There certainly aren’t any good reasons for journalists to buy into a practice that is suspect. Yet, prosecutorial overkill plays into the hands of crime reporters who lap up every heated charge and spicy detail as if they are the whole truth and nothing but the truth. Reporters invariably operate under deadlines and other conditions which result in an extraordinary amount of carelessness.

If we utilize the standard that I have suggested, Jewish newspapers are right to ignore the tax assessor indictments. This is not a Jewish story. By the same standard, because Temple Emanuel is a major congregation and its head cantor has an important role in its services, it is appropriate for our publications to treat the cantor’s arrest on serious pedophilia charges as newsworthy from a Jewish standpoint. Even so, there is good reason for a restrained approach, including the sad display of prosecutorial abuse that accompanied this man’s arrest. He was picked up early in the morning or actually during the night and the operation included a small media army whose interest was perked up by the salaciousness of the story.

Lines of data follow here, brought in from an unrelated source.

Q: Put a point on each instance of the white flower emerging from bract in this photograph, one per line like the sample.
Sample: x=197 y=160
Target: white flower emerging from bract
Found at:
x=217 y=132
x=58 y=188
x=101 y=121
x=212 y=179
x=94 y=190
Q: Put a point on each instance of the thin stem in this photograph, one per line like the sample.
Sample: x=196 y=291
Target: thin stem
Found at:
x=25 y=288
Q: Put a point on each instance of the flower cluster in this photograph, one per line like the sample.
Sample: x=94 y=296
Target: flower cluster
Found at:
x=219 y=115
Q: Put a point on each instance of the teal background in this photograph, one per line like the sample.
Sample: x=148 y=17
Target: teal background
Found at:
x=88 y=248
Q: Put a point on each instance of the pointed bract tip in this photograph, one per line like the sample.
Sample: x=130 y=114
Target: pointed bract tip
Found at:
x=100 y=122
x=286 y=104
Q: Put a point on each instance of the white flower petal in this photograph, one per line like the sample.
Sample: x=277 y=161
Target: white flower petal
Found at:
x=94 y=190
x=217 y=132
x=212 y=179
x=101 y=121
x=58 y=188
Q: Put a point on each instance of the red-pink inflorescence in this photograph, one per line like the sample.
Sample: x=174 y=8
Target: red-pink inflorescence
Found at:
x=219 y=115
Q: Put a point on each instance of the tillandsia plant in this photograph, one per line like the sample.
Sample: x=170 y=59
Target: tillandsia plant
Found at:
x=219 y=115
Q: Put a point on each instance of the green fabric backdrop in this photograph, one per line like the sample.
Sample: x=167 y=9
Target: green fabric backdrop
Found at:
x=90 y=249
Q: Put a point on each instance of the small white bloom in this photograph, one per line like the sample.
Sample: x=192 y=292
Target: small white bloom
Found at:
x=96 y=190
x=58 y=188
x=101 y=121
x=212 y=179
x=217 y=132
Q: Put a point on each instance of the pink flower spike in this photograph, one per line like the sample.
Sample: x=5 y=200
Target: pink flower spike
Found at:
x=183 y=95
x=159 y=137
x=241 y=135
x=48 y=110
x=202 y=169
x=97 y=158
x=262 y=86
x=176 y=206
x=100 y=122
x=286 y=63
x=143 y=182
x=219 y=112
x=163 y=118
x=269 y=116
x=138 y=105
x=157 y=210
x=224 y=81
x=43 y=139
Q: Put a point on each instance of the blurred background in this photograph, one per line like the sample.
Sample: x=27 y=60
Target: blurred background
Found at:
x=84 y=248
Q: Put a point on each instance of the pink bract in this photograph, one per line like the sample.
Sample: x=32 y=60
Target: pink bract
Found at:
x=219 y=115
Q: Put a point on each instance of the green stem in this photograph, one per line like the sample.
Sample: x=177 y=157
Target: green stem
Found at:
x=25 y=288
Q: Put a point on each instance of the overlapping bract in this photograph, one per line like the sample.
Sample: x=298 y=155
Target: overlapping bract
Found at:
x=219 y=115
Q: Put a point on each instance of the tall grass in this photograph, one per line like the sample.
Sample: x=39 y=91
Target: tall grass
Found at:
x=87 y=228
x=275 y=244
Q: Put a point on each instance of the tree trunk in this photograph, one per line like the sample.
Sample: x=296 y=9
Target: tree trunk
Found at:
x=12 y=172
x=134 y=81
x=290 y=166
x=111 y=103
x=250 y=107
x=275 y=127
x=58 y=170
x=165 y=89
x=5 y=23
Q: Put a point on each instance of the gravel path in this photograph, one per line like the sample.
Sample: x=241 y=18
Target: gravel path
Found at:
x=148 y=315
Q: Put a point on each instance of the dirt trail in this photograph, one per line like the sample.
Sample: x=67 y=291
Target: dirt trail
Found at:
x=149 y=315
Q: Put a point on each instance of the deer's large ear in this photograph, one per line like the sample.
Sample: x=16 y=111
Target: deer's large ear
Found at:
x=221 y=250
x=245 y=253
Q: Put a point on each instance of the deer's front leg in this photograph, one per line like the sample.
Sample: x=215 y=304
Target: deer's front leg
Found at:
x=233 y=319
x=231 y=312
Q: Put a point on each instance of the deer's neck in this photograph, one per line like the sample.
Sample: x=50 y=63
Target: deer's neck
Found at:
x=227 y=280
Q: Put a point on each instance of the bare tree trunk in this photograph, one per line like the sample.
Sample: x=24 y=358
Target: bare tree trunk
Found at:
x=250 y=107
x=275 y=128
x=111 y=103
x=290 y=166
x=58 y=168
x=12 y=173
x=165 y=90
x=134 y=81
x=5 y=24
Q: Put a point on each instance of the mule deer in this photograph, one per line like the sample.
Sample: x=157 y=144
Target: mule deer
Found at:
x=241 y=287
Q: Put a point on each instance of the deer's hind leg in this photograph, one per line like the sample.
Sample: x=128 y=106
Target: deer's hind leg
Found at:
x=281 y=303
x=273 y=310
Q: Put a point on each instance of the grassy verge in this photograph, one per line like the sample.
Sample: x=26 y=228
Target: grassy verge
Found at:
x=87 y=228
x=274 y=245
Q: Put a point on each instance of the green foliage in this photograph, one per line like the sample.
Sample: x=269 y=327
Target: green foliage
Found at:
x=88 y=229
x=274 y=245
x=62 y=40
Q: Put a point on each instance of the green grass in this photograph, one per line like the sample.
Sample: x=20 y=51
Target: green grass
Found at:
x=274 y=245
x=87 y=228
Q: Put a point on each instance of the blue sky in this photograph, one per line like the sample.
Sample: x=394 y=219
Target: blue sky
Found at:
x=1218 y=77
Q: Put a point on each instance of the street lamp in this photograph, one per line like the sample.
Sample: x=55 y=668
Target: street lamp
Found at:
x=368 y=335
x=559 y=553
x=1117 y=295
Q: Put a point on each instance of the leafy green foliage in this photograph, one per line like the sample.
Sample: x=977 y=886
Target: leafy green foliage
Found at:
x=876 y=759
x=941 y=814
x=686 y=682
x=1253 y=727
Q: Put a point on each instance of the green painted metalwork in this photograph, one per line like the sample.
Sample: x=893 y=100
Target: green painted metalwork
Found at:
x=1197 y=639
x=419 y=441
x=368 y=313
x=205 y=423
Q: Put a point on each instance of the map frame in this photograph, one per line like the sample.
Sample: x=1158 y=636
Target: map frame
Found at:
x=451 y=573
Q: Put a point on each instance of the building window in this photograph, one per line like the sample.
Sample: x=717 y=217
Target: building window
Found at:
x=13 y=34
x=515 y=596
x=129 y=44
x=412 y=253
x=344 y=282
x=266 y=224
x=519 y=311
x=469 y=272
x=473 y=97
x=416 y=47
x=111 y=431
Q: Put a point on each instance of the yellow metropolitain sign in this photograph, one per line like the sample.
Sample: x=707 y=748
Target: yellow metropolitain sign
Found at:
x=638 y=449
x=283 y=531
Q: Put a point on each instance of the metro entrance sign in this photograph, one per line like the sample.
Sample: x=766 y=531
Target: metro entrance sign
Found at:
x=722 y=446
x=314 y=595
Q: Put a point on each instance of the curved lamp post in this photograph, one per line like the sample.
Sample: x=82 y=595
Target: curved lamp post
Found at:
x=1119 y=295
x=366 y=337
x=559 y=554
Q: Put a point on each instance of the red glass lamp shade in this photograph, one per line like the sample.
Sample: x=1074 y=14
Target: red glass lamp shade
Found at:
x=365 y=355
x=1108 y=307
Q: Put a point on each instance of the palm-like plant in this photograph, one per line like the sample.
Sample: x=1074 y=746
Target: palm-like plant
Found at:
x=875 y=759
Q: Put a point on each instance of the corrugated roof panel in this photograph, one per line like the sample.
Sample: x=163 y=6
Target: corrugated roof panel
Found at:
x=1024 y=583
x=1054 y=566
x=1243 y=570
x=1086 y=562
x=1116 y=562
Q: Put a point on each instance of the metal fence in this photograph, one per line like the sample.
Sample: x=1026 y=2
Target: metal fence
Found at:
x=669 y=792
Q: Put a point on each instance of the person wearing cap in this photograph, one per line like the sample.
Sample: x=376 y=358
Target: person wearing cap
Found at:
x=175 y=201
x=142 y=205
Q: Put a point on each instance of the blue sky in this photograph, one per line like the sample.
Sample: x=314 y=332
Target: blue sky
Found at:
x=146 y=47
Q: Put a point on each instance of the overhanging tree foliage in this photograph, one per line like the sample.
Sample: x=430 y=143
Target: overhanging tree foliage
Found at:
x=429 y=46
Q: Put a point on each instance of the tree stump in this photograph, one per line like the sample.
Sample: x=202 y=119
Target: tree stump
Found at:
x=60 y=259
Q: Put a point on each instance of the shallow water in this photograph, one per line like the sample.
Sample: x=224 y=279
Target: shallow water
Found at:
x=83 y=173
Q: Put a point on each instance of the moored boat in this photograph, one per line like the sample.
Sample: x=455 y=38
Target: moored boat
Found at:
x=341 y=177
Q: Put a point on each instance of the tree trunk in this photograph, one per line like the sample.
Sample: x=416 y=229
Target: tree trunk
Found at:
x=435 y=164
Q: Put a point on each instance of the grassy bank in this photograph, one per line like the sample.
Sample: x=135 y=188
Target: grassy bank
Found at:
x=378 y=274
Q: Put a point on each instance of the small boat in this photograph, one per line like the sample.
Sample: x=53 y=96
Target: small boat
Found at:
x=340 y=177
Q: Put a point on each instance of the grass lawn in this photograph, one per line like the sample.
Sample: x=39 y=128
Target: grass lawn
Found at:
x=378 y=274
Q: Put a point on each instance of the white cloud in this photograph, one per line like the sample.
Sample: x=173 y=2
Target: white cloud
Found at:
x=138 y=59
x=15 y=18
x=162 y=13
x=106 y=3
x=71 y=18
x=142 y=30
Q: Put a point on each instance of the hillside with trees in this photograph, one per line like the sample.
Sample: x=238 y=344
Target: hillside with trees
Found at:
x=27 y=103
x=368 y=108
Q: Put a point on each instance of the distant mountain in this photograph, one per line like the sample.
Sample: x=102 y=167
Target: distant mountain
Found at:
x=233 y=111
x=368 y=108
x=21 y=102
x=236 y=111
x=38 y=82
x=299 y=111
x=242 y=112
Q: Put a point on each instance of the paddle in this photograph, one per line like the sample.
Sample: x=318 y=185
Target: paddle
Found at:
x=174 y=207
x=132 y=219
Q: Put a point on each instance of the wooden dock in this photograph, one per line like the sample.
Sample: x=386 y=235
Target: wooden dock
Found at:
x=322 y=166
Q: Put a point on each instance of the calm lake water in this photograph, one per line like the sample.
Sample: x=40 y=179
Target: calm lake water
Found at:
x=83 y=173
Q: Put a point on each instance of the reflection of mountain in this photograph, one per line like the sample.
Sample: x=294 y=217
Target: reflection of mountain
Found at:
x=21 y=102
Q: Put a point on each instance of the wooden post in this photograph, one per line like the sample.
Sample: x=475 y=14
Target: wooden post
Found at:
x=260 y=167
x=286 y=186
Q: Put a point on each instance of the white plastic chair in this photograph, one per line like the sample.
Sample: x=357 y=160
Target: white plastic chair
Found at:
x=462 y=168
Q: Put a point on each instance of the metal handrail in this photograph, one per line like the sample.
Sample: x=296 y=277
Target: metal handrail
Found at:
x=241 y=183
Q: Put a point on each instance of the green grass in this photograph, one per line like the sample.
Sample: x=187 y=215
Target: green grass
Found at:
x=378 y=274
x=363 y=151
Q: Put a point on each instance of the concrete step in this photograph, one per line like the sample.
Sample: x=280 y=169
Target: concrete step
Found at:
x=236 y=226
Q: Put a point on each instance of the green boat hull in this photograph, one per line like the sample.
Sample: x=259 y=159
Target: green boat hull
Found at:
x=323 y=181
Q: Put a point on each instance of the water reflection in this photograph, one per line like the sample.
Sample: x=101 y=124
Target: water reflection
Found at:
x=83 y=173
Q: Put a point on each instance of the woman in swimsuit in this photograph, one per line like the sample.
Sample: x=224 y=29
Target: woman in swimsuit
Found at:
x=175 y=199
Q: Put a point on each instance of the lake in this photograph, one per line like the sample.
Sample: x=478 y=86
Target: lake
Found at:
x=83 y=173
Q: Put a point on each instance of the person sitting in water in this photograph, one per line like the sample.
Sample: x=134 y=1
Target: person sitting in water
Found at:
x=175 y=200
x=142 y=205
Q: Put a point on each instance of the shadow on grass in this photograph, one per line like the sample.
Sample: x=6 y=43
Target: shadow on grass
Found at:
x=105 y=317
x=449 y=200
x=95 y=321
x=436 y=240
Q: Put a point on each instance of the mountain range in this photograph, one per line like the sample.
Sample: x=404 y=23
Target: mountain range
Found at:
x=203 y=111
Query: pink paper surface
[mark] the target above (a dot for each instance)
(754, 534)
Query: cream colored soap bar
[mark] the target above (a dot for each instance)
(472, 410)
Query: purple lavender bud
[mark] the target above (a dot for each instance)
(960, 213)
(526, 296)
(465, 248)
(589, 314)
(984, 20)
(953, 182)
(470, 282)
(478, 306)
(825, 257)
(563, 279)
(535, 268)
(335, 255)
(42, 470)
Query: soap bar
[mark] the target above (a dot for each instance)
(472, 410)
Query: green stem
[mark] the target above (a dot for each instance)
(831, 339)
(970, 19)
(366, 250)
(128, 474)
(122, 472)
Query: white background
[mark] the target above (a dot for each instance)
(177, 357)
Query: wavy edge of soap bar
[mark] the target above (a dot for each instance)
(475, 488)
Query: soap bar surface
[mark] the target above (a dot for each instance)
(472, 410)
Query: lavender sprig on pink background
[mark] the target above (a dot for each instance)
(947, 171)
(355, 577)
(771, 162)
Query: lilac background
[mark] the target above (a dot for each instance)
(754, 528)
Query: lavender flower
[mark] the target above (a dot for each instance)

For the general media, every criminal case is inherently worthy of attention, although of course, they all do not receive equal attention. There is, I think, a connection between the responsibility of Jewish media and the responsibility of publications and news sources that serve the general society. Unless the fact is fully integral to the story, the general media have no business reporting on the race, religion or ethnicity of persons accused of criminal acts. This should be obvious in view of the opprobrium attached to bigotry or any form of stereotyping. It is a standard that should be easier to meet than the equally valid goal of Jewish newspapers not providing coverage to criminal charges brought against Jews unless, as noted, there is a clear communal aspect.

It remains, though, that the general media regularly offend by dwelling on and even highlighting story lines that emphasize religion, race or ethnic background. Of course, they are selective in their discrimination, essentially giving attention to members of distinctive groups, such as Blacks and Orthodox Jews. With respect to the latter, the New York Times and Daily News are repeat offenders, often including situations where there is no apparent reason to explore that which should be off-limits. Strange or not, the Daily News has gotten worse since Mort Zuckerman, chairman of the Presidents Conference of Major Jewish Organizations, took control of the newspaper.